Alice was a brassy blonde, Effie a prim redhead. Vivian dyed her hair red. Effie, though the youngest of the three sisters, was the first to die, in 1971. Vivian died in 1978, Alice in 1984. After they passed, Roselle learned that the sisters were all actually ten years older than they had always said they were.

They were proud of Ted, their famous nephew, but didn’t drop his name. They allowed it to just come up in conversation.

“My husband almost fell off the chair,” Roselle said. “One day they start talking about Ted Williams. They said he was their brother’s child, and their brother had left New York to go to San Diego. They were all crazy for Ted. They’d go down and visit him in the Keys. Three or four times a year, maybe. They were very glad to see one another. Ted to me looks exactly like Vivian. They’d stay for a few days. They were very excited when Ted had his first child.”

Roselle said the sisters thought May Williams was an overbearing wife to their brother, Sam, and that she neglected Ted and his brother. “They said she was an absolute horror. They came back, and they were telling me Ted was so infuriated because him and his brother were out in the dark playing baseball because his mother never came home to cook for them. They were very fond of their brother, Sam. They said he was kind and nice. They thought May overpowered him, and him and the boys had to fend for themselves.”

The sisters didn’t discuss their childhoods much, other than to say that their mother had died shortly after giving birth to Effie and that their father never remarried. In various documents, Effie and Vivian said they worked as bookkeepers, while Alice described herself as a carpet weaver. “They said they were English,” Roselle said. “They bought everything fresh every day. Nobody could cook like those girls. The only thing in the freezer was Howard Johnson’s coffee ice cream. Some days we drove to Fort Lauderdale and we’d go to a fashion show. And we’d have lunch. They were fashionable. They had more money than me. In the afternoon we used to sit on the screen porch and have light conversation. They thought I lived in a circus. Nobody came to their house unless they were invited. I’m Italian—people always in and out.”

Of the three sisters, only Alice drove. One night in Miami Beach, she drove the wrong way down a one-way street. After that, she lost her license, and Roselle had to drive the sisters around wherever they went. Alice grew eccentric as she aged, and took to eating a box of candy before dinner. “They were little square cakes with icing, like an inch square,” said Roselle.

Ted wrote in his autobiography that his father ran away from home at the age of sixteen to enlist in the Army, and—impossibly—served in the Spanish-American War. Sam’s military records show he enlisted in December of 1904, which would have made him sixteen, but if he was
born in 1886, the earliest of the birth dates that he variously cited, he obviously could not have served in the Spanish-American War, which was fought in 1898. Nevertheless, Sam was smitten by Teddy Roosevelt, and over the years, either flatly told people he had been one of Roosevelt’s Rough Riders at San Juan Hill or failed to correct the impression that he’d been there.

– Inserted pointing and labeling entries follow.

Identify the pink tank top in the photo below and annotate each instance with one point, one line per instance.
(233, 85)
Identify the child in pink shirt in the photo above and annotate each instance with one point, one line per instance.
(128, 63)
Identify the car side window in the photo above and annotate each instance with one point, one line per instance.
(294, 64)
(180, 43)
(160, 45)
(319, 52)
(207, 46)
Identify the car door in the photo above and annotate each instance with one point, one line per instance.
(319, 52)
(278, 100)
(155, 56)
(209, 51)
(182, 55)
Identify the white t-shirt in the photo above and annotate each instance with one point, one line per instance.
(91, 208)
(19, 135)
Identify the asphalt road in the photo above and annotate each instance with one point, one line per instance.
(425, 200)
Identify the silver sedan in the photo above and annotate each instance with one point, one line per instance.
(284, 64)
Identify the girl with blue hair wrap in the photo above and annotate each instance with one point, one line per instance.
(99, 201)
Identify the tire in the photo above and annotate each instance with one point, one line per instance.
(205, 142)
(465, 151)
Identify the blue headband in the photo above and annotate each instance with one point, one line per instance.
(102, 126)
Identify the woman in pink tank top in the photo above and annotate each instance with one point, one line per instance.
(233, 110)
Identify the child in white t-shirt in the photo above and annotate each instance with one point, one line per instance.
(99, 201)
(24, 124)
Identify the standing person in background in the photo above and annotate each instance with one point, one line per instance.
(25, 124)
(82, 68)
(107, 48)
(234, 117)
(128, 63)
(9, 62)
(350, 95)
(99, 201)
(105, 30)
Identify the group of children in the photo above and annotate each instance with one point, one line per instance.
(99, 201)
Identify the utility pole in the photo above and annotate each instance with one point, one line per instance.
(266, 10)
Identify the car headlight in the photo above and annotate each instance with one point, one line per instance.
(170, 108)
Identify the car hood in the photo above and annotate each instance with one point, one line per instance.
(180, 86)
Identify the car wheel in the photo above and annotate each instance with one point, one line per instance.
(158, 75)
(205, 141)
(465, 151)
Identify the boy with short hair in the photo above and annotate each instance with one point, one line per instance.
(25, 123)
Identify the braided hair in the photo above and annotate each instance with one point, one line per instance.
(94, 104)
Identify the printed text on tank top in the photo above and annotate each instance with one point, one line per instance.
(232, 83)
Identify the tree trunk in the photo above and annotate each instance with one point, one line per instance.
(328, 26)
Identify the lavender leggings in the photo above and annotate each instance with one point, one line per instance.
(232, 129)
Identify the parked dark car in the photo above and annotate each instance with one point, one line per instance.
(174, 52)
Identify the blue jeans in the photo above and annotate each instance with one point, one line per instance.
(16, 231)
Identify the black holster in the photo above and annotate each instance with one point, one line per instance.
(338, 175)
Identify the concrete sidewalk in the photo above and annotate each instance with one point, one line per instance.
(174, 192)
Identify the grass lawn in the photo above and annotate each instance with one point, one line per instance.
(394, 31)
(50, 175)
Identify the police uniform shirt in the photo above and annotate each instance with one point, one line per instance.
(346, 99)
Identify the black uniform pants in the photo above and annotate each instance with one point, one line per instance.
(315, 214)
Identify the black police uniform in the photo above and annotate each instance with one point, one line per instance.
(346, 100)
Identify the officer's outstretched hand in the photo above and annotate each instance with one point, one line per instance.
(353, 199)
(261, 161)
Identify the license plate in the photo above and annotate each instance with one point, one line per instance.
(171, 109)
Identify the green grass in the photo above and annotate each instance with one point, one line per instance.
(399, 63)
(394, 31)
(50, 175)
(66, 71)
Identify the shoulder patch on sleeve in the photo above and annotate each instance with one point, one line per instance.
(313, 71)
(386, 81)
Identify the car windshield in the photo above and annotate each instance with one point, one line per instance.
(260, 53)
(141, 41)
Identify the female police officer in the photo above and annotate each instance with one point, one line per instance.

Although Sam hadn’t been in Cuba, he had served in the Philippines seven years later, part of the Fourteenth Cavalry’s drive to quash the Moro Rebellion. There he saw combat and served under Major General Leonard Wood, who had been Roosevelt’s commanding officer at San Juan Hill. Thus the Rough Rider braggadocio, while unfounded, was at least rooted in a link to Wood, the man who really did lead the charge up the hill.

Sam’s infatuation with Roosevelt was apparently the inspiration for his choice of Teddy as the true first name for his older son. He passed on his own name, Samuel, for Ted’s middle name.
*
According to his military records, Sam was just five foot five and three-quarters, so Ted would eventually tower over him by nearly a foot. “Years later I used to kid my dad when we walked together: ‘Come on, Shorty, let’s keep up,’ ” Ted wrote.